Cooking the old fashioned way at Boncuklu’s visitor centre

September 4, 2015 7:04 am 0 comments

More experiments have been undertaken over the last week in and around our replica houses, including a lot of experimental fuel burning and cooking.

The action started with the construction of some outdoor shelters and hearths by Gökhan Mustafaoğlu, helped by Fe and Ed. The shelter gives shade in the morning and is a simple affair with posts and a sloping reed roof. As on site the outdoor hearths had stones added to their bases to retain heat, and a mix of reed, wood and reed roots are now being burnt to test how well they burn and their efficiency for heating and cooking. Here you see an early meat roast, simply threading a rack of ribs onto a stick which was cooked over hot coals. Simple and delicious, and followed by some roast marrow bones, which only tool 10 minutes to be done.
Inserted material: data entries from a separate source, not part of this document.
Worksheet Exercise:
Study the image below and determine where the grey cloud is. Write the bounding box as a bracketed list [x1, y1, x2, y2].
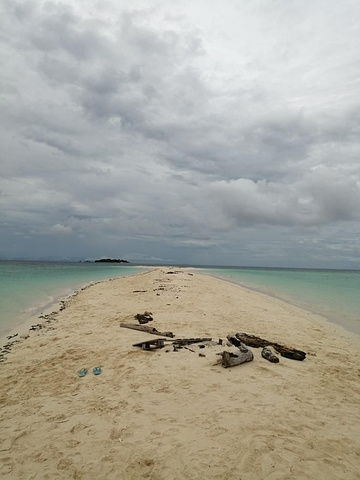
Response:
[210, 169, 360, 226]
[0, 0, 360, 264]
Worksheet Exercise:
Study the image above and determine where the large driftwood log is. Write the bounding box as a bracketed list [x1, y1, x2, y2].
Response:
[134, 312, 154, 325]
[221, 344, 254, 368]
[120, 323, 175, 338]
[235, 333, 306, 361]
[133, 338, 166, 350]
[261, 347, 280, 363]
[173, 337, 212, 347]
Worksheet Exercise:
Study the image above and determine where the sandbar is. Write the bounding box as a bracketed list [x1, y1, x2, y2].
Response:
[0, 267, 360, 480]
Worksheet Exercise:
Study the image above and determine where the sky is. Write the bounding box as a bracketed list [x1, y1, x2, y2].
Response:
[0, 0, 360, 269]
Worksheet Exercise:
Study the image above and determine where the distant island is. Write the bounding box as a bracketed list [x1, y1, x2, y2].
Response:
[95, 258, 130, 263]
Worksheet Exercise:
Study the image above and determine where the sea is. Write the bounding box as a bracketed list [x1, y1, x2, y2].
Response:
[0, 261, 147, 337]
[198, 267, 360, 335]
[0, 261, 360, 337]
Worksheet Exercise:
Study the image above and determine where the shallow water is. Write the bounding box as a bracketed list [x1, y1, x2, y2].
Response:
[0, 261, 148, 336]
[197, 267, 360, 335]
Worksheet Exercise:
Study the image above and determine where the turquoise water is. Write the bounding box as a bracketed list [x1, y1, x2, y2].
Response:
[0, 261, 144, 336]
[198, 268, 360, 335]
[0, 261, 360, 336]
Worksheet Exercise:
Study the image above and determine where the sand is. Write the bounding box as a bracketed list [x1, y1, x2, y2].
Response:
[0, 268, 360, 480]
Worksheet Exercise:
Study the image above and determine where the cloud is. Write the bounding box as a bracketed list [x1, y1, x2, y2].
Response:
[209, 168, 360, 227]
[49, 223, 72, 235]
[0, 0, 360, 263]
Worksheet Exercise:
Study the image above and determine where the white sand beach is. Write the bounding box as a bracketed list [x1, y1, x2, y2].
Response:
[0, 268, 360, 480]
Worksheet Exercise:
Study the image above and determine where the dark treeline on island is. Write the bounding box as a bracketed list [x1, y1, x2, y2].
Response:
[95, 258, 130, 263]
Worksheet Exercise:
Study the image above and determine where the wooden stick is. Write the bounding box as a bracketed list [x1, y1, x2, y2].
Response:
[235, 333, 306, 361]
[120, 323, 175, 338]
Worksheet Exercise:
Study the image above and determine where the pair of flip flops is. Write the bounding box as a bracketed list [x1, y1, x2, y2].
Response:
[79, 367, 101, 377]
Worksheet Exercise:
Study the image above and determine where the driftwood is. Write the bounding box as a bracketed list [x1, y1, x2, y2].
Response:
[133, 338, 166, 350]
[261, 347, 280, 363]
[173, 338, 212, 347]
[120, 323, 175, 338]
[235, 333, 306, 361]
[221, 343, 254, 368]
[134, 312, 153, 325]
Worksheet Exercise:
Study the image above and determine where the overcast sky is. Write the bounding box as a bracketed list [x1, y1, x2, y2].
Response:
[0, 0, 360, 268]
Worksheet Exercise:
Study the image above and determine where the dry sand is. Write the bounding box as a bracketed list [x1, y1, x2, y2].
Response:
[0, 268, 360, 480]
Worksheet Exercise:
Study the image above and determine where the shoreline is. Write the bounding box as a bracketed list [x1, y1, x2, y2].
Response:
[0, 265, 146, 347]
[0, 267, 360, 480]
[193, 268, 360, 337]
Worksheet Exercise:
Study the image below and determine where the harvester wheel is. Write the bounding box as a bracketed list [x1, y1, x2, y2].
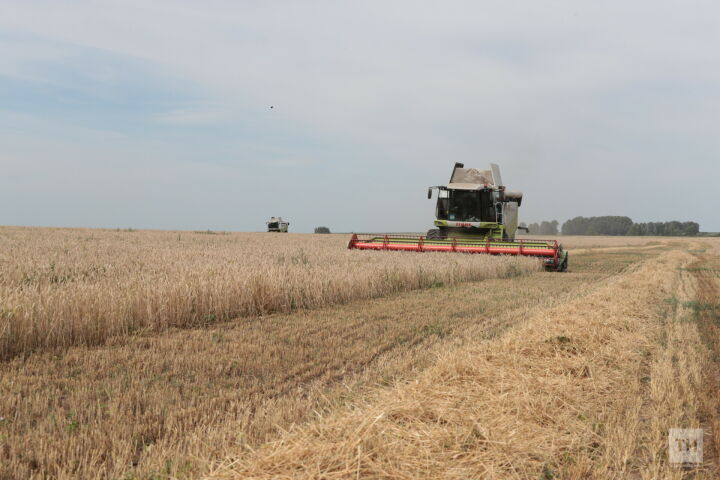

Inside the houses a naturally deceased lamb (donated by a local farmer) was interred in each of the graves. The smell of the body did come through into the houses, but was reduced by application of a plaster capping. Also some internal features have been added, such as a wicker and daub screen which may have served to usher smoke into the roof hole. Fires in the houses are very smoky and it is still unclear how the buildings were heated without suffocating the residents. The most recent addition to the houses was a cow skull – a probable symbolic installation known as a bucranium – which will be plastered when the mud around it dries. We are planning some internal ochre painting on the floors and walls and re-plastering of the houses as the season draws to a close.